New Study: Health Insurance Saves Lives of Poor

Health Care

Nhealthinsuranceew Orleans This should be the least surprising news since you learned that sugar tastes good, but now there is actually statistical proof from a drug-trial-like study that when the poor have health insurance by damn their health improves!  I’m not sure having hard proof will change any minds or votes among lawmakers but at least in the grand debate about health insurance there will now be no pretense that voting to limit or end health insurance for low income families will put blood on your hands, because it will be killing them.  Ok, maybe I’m overreaching, because that will only be clearer once the second phase of the study is completed, but it is pretty obvious where it’s going at this point, so be ready for that, too.

A study “The Oregon Health Insurance Experiment: Evidence from the First Year,” by a baseball team full of academics (Amy Finkelstein, Sarah Taubman, Bill Wright, Mira Bernstein, Jonathan Gruber, Joseph P. Newhouse, Heidi Allen, Katherine Baicker, The Oregon Health Study Group) was published by the National Bureau of Economic Research this week and reported by Gina Kolata in the New York Times. In 2008 the professors jumped on the once-in-a-lifetime policy disaster and statistical goldmine.  Oregon had approved a statewide healthcare Medicaid plan for low income families but did not have the dollars to put the whole show on the road.  In a novel, random solution, the state held a lottery and chose the 10,000 winners, who received the insurance, from the 80000 odd folks who were eligible and therefore equally poor.  The profs then surveyed the winners and measured the outcomes compared to the losers.  It is important to note that Oregon was able to provide insurance to everyone in 2009.

According to the Times:

“Those with Medicaid were 34 percent more likely to go to a clinic or see a doctor, 15 percent more likely to use prescription drugs and 30 percent more likely to be admitted to a hospital.   Women …were 60 percent more likely to have mammograms…20 percent more likely to have their cholesterol checked…70 percent more likely to have a particular clinic or office for medical care and 55 percent more likely to have a doctor whom they usually saw.”

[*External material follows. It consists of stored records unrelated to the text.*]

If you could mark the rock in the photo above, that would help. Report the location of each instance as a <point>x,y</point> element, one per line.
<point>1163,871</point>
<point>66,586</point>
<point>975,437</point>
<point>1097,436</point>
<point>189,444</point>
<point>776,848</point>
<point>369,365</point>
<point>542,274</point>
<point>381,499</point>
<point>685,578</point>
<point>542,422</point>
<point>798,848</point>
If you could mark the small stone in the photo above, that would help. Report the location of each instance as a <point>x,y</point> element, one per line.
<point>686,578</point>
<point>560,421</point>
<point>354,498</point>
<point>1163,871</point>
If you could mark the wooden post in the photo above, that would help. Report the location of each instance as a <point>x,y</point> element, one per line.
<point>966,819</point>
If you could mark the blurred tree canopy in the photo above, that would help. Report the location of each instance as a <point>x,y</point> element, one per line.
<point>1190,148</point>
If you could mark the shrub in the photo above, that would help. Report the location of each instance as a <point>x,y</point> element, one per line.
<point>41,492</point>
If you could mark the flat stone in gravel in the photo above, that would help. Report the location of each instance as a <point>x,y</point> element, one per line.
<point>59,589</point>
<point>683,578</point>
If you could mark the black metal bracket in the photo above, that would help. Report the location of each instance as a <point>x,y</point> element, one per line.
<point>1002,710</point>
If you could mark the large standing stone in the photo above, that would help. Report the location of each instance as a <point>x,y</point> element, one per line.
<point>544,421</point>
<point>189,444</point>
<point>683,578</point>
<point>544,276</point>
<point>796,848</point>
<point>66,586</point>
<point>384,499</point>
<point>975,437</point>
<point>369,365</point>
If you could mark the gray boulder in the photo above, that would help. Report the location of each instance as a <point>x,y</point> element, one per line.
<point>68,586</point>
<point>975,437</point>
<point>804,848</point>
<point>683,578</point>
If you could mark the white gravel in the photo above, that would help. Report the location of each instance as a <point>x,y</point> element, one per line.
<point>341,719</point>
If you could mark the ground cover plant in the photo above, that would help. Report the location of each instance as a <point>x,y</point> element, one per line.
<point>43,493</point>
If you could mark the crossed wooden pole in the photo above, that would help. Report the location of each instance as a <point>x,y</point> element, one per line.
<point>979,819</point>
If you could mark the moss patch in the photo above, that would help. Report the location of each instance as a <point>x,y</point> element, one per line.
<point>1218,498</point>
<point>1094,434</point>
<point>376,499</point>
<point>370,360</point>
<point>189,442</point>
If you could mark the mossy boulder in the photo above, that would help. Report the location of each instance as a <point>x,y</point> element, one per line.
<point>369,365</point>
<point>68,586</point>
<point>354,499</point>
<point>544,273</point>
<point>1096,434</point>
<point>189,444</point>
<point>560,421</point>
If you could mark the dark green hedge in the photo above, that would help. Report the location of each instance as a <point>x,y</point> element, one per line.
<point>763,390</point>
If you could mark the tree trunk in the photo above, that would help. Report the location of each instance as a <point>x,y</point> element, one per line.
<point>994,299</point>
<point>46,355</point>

There was also a 25% increase in the numbers who said their health had improved to good or excellent, and “they were 40 percent less likely to say their health had worsened….”

Bam!  Debate over about the benefits of the poor having full health coverage is over!  Yes, people will use it, get better, feel better, and have less medical debt.

Couple this study with the finding I discussed yesterday on the number of people killed annually by inequitable access to services, including health, and this ought to be open and shut on what is indisputably a life-and-death decision.

Who’s ready to have their vote counted now?